Define Knowledge Scope:
- Identify the specific domains requiring declarative knowledge
- Determine the appropriate level of granularity for facts
- Establish fact verification and confidence assessment protocols
Design Knowledge Schema:
- Create entity-relationship models for the domain
- Define properties, relationships, and constraints
- Establish provenance and metadata requirements
Select Storage Technology:
- Choose appropriate databases based on query patterns and scale
- Implement indexing strategies for efficient retrieval
- Set up backup and recovery mechanisms
Develop Knowledge Acquisition Workflows:
- Build tools for expert knowledge entry and verification
- Implement automated extraction from trusted sources
- Create validation processes for new knowledge entries
Create Query Mechanisms:
- Develop natural language to structured query conversion
- Implement relevance ranking and semantic matching
- Build support for complex logical queries
Integrate with Agent System:
- Design prompting strategies that incorporate retrieved facts
- Implement attribution and confidence signaling
- Create fallback mechanisms when knowledge is incomplete
Establish Maintenance Processes:
- Schedule regular reviews and updates
- Create version control for knowledge base changes
- Develop metrics for knowledge base health and coverage

Code Examples

To do...

Variations

Domain-Specific Knowledge Graphs

Specialized knowledge structures optimized for particular domains, such as:

Medical knowledge graphs with detailed relationships between conditions, treatments, and outcomes
Legal knowledge bases capturing statutes, case law, and jurisdictional variations
Scientific knowledge repositories organizing research findings and experimental data

Federated Knowledge Bases

Systems that query multiple specialized knowledge sources and aggregate the results:

Distribute queries across domain-specific repositories
Resolve conflicts between different authoritative sources
Maintain separate update cycles for different knowledge domains

Probabilistic Knowledge Bases

Repositories that explicitly model uncertainty in factual information:

Assign confidence scores to facts and relationships
Track conflicting claims from different sources
Update beliefs based on new evidence using Bayesian methods

Hybrid Semantic-Vector Approaches

Systems that combine structured knowledge representation with vector-based retrieval:

Use vector embeddings for semantic similarity queries
Fall back to strict logical queries when precision is critical
Blend retrieved information from both approaches

Real-World Examples

IBM Watson for Oncology: Uses a medical knowledge base containing information about cancer treatments, clinical guidelines, and research findings to provide evidence-based treatment recommendations to clinicians.
Legal Research Systems: Platforms like LexisNexis and Westlaw maintain extensive knowledge bases of case law, statutes, and legal commentary that can be queried to support legal research and case preparation.
Semantic Scholar: Academic search engine that maintains a knowledge graph of scientific papers, authors, and concepts to improve search relevance and support literature discovery.
Google's Knowledge Graph: Powers Google's information boxes in search results, containing billions of facts about people, places, and things that enrich search responses with structured information.

Related Patterns

Retrieval-Augmented Generation (RAG): While RAG typically works with unstructured documents, Declarative Knowledge Bases provide structured facts.
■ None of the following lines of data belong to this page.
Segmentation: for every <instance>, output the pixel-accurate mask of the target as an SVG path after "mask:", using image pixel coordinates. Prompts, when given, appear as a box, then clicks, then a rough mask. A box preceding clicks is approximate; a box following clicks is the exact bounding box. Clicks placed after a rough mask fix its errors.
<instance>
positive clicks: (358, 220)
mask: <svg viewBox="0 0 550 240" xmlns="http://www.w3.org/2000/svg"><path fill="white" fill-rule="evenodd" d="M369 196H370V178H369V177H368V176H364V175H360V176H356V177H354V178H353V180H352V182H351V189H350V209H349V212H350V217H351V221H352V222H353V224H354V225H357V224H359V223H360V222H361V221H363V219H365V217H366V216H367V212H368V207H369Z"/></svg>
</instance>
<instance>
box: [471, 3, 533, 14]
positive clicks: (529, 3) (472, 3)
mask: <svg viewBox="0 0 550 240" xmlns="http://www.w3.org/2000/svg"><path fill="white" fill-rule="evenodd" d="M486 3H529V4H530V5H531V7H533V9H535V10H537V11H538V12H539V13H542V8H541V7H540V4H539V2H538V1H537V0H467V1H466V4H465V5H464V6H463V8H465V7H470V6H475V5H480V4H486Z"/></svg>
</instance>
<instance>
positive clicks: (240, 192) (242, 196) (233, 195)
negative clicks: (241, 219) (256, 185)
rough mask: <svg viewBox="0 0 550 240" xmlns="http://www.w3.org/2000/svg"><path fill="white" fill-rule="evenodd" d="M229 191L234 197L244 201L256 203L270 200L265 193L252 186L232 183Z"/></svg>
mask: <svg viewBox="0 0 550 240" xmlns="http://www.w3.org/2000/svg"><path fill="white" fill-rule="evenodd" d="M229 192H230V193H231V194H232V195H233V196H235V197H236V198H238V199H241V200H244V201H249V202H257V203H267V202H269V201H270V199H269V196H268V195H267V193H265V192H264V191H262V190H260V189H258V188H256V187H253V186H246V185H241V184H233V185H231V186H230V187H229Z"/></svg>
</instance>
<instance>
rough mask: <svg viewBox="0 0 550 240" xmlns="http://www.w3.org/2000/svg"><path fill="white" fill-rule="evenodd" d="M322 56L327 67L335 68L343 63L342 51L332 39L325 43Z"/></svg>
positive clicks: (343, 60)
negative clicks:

The two patterns can be combined for both narrative and factual knowledge retrieval.
Episodic Memory: Complements Declarative Knowledge by storing interaction history rather than domain facts. Together they provide both factual and conversational context.
Reflection: Agents can use Declarative Knowledge to verify their reasoning against established facts, supporting more accurate self-assessment.
Fallback Chains: When Declarative Knowledge is incomplete, systems can fall back to other knowledge sources or explicitly state knowledge limitations.
Decision Trail Recording: Can document which facts from the knowledge base were used in forming responses, supporting auditability.